On dit quoi et pourquoi ?
Il existe une immense variété de termes pour désigner l’Océan, ses populations et leur exploitation. Bien que ces mots recouvrent des réalités identiques, leurs enjeux politiques, économiques et éthiques sont bien différents. C’est pour cette raison que nous avons à cœur de partager nos choix terminologiques et leurs implications.
Océan
Seastemik évoque l’Océan dans sa dimension planétaire et vivante. Au singulier et avec une majuscule, l’Océan désigne l’immense masse d’eau salée qui couvre notre planète et relie tous les écosystèmes marins en un tout interdépendant.
La vie sur Terre dépend étroitement des milliards de créatures océanes — plancton, poissons, céphalopodes, cétacés et bien d’autres. Ce sont elles qui permettent la production d’oxygène, la captation du carbone, la stabilité climatique, la santé humaine et la sécurité alimentaire mondiale.
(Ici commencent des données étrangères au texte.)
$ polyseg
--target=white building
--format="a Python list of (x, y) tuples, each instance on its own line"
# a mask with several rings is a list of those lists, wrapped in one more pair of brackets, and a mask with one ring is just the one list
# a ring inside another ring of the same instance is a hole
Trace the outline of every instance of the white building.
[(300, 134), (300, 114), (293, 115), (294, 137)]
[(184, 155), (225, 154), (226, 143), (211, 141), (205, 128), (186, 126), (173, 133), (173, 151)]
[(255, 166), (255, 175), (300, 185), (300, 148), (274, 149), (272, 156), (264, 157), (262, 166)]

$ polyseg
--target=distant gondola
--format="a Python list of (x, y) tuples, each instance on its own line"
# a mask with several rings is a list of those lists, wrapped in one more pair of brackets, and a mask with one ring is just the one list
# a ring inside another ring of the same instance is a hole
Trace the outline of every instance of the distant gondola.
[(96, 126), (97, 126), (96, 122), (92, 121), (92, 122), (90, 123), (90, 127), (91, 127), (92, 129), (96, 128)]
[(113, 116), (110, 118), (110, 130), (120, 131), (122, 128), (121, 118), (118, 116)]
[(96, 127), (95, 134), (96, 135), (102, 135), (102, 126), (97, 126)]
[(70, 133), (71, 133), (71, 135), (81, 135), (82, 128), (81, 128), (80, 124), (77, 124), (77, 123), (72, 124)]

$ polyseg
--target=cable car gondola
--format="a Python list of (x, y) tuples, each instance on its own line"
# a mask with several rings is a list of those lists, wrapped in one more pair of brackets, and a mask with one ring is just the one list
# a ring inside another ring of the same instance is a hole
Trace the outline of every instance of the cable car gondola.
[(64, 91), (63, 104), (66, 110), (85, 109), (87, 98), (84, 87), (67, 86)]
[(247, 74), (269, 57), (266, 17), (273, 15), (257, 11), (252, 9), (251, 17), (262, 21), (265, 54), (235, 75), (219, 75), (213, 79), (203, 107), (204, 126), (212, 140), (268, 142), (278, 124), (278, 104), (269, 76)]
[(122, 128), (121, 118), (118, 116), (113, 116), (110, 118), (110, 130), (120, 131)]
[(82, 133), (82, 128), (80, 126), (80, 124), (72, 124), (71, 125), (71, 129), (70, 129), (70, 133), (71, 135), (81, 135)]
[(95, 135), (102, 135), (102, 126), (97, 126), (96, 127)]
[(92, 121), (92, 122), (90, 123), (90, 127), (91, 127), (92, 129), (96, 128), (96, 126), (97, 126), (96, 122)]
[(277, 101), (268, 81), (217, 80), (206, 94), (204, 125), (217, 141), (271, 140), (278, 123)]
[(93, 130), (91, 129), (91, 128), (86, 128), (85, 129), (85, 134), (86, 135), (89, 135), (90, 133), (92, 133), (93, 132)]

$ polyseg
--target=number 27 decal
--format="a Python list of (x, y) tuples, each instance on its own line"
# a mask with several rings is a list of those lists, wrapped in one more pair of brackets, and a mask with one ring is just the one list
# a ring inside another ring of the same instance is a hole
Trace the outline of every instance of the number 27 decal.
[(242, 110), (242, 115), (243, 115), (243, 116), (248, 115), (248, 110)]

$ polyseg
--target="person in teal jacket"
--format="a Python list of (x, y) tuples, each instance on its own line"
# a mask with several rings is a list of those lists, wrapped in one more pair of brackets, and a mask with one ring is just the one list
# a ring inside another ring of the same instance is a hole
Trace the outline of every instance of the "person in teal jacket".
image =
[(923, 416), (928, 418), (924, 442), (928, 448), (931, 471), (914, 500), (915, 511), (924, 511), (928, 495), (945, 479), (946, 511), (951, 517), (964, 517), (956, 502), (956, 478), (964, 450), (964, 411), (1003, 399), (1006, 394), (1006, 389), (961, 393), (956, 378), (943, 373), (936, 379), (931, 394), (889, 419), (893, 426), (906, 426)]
Au-delà de leurs fonctions écologiques, ces espèces marines forment une communauté d’animaux sensibles, qui vivent, ressentent et interagissent. L’humanité repose sur cette symphonie vivante.
Approche systémique
Seastemik donne à la protection de l’Océan une réponse systémique, c’est-à-dire qu’elle relie alimentation, condition animale, climat, santé humaine et justice sociale comme autant d’éléments d’un même système complexe, où chaque action influence le tout. Seastemik agit à toutes les échelles, du local au global, en mobilisant société civile, entreprises et institutions pour répondre durablement à l’urgence océanique plutôt que d’agir uniquement sur ses symptômes ponctuels.
Le singulier ayant pour conséquence d’objectiver les poissons, nous préférons parler d’eux au pluriel pour rappeler leur individualité. Nous appliquons ce principe à toutes les espèces animales souvent associées à de la nourriture (saumons, thons, maquereaux, morues…). Nous utilisons le singulier lorsque le contexte évoque l’espèce et non l’individu.
Les saumons
Les poissons : populations, ressources, stocks ?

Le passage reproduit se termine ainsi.